Transported from the hot, dry uplands of their native country to the low, damp, malarial surroundings of their prison, the Apaches sickened and died; others, unable to endure confinement, suffering the pangs of homesickness, took their own lives.
And down in Sonora, in the inaccessible depths of the Mother of Mountains, Shoz-Dijiji and Nejeunee shared the hunting and the pasture with the cougar and the mountain sheep. They trod in the footsteps of God, where man and horse had never walked before. No man saw them and, for months on end, they saw no man.
Long since had Shoz-Dijiji washed the war paint from his face. He was a hunter now, and upon the rare occasions that he saw other human beings he experienced no urge to kill them.

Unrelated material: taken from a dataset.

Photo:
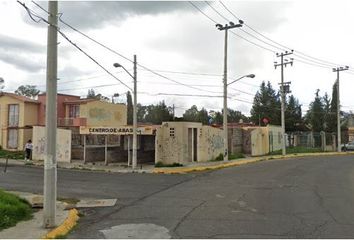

He had thought it all out during the long, lonely days and nights. Geronimo had made treaties with the Mexicans and with the pindah-lickoyee. He had promised that the Apaches would fight no more against them. That treaty, Shoz-Dijiji felt, bound him, for there were no other Apaches than he. He could not, as yet, think of himself as a pindah-lickoyee. He was an Apache—the last of the Apaches.
He promised himself that he would not kill again except in self-defense. He would show them that it was not the Apaches who broke treaties, but experience warned him that the only way to keep peace was to keep hidden from the eyes of man. He knew that the first one who saw him would shoot at him, if he dared, and that thereafter he would be hunted like the coyote and the cougar.
“Only we shall know that we are keeping the treaty, Nejeunee,” he said, and the pinto stallion nuzzled his shoulder in complete accord with this or any other view that his beloved master might hold.
Accustomed to being much alone though he was, yet the man often longed for the companionship of his kind. He conjured pictures of camps beneath the pines and cedars of his beloved Arizona hills, of little fires before rude hogans of boughs and skins. He saw Geronimo and Sons-ee-ah-ray squatting there; and with them was Shoz-Dijiji, son of the war chief. These three were always laughing and happy.
Gian-nah-tah came to the fire, and Ish-kay-nay. Sometimes these were little children and again they were grown to young man- and womanhood. He saw many others. Squat, grim warriors, slender youths, lovely maidens whose great, dark eyes looked coquettishly at Shoz-Dijiji.
Most of these were dead. The others, bitter, sullen, had marched away into captivity.
Another figure came, but not to the camp fires of the Shis-Inday. This one came, always, riding a pony over sun scorched hills. Shoz-Dijiji took her in his arms; but she drew away, striking at him. He saw in her eyes, then, a look that he called the snake-look. It made him sad and yet this picture came most often to his mind.